The fight for life, the defense of life, requires much more than containing the current genocide and needs to include the permanent fight against violence and its trivialization. This means, therefore, that there is a lot of struggle ahead, many and diverse clashes to be waged.
In the book SUS: a revolutionary reform, which I am launching this April 2022, by Editora Autêntica, I record at a certain point the account made by Darcy Ribeiro, according to which “Brazil has always been a mill for spending people: it ground six million Indians and liquidated twelve million blacks Africans to sweeten the mouths of Europeans with sugar and to enrich themselves with the gold of Minas Gerais”.
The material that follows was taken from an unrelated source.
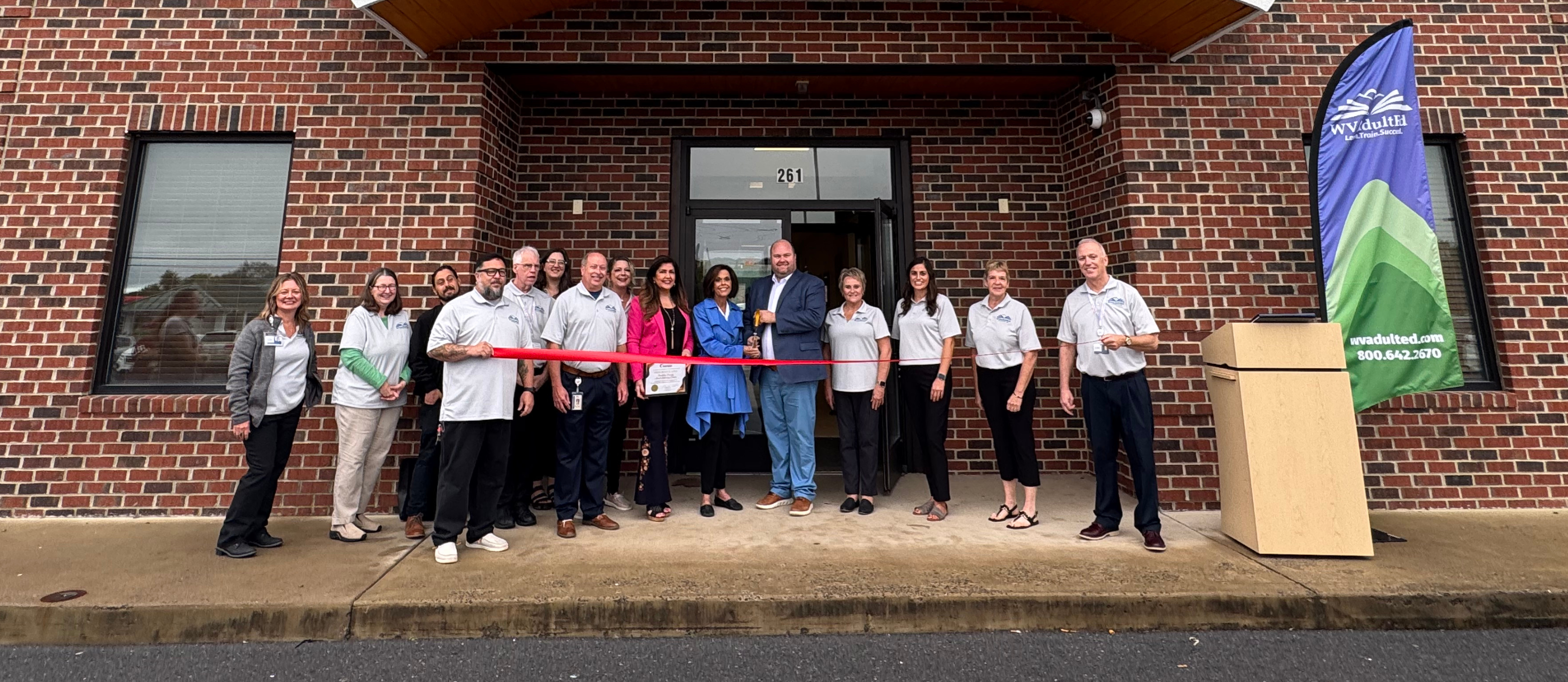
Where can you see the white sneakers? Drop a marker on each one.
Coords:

In the first decades of the XNUMXst century, the country continues to kill, in different ways. In work environments and processes, in social struggles for rights, for land, housing, the environment… “The country”, in terms, certainly, as I am referring to the owners of the country, the main stakeholders in maintaining the status quo, where violence against women and the LGBTQIA+ population is also trivialized.
In Piracicaba, about 900 kilometers from the Planalto Palace, an employee of the University of São Paulo (USP) was killed by her ex-husband, with a knife in broad daylight, in front of her daughter's school. It happened on March 24th.
There is a dialectical link between the Planalto Palace and the femicide in Piracicaba, according to the Union of Workers of the University of São Paulo (Sintusp). In Weighing Note for the death of Carolina Dini Jorge, a public servant at USP, the entity states that “in the Brazil of Bolsonaro and Damares, hatred of women is preached by the State itself. Every seven hours a woman is a victim of femicide. Every ten minutes a rape happens. This sad statistic shows that tragedies like this are no exception. They are part of a policy of submission of our bodies, our sweat and our conscience. A death like this, so absurd and unnatural, should make us rise with such indignation and cry out for justice. We cannot be silent victims of society's oppression and exploitation of women. Our hatred needs to be the fuel to organize our fight. If Carolina was not the first woman to suffer feminicide, we demand that she be the last”.
In this social context, whose everyday relationships are marked by the cult of violence and death to resolve conflicts, ignorance, stupidity and brute force parade their folly with the typical arrogance of "good people" who feel they are fighting "against the evil” making it, paradoxically, in the name of freedom, precisely its first victim. Ignorance destroys freedom by presuming to defend it.
The “Free, Democratic and Popular National Conference on Health”, which begins on World Health Day, is a valuable opportunity to deepen our understanding that the trivialization of violence means a serious threat to health. This, as a synonym for living well, points in another direction and indicates the path of a full life for everyone.
For this reason, all strength to the Front for Life and that the National Free, Democratic and Popular Health Conference indicate the best course for Brazil to guarantee the maintenance and deepening of our still fragile democracy and, also, for the strengthening of the SUS .
Democracy needs SUS and SUS needs democracy. Both SUS and democracy need the strength and commitment of organized citizenship, actively participating in social organizations and movements, to contain the trivialization of violence and deter all those who promote it.
*Paulo Capel Narvai is Senior Professor of Public Health at USP.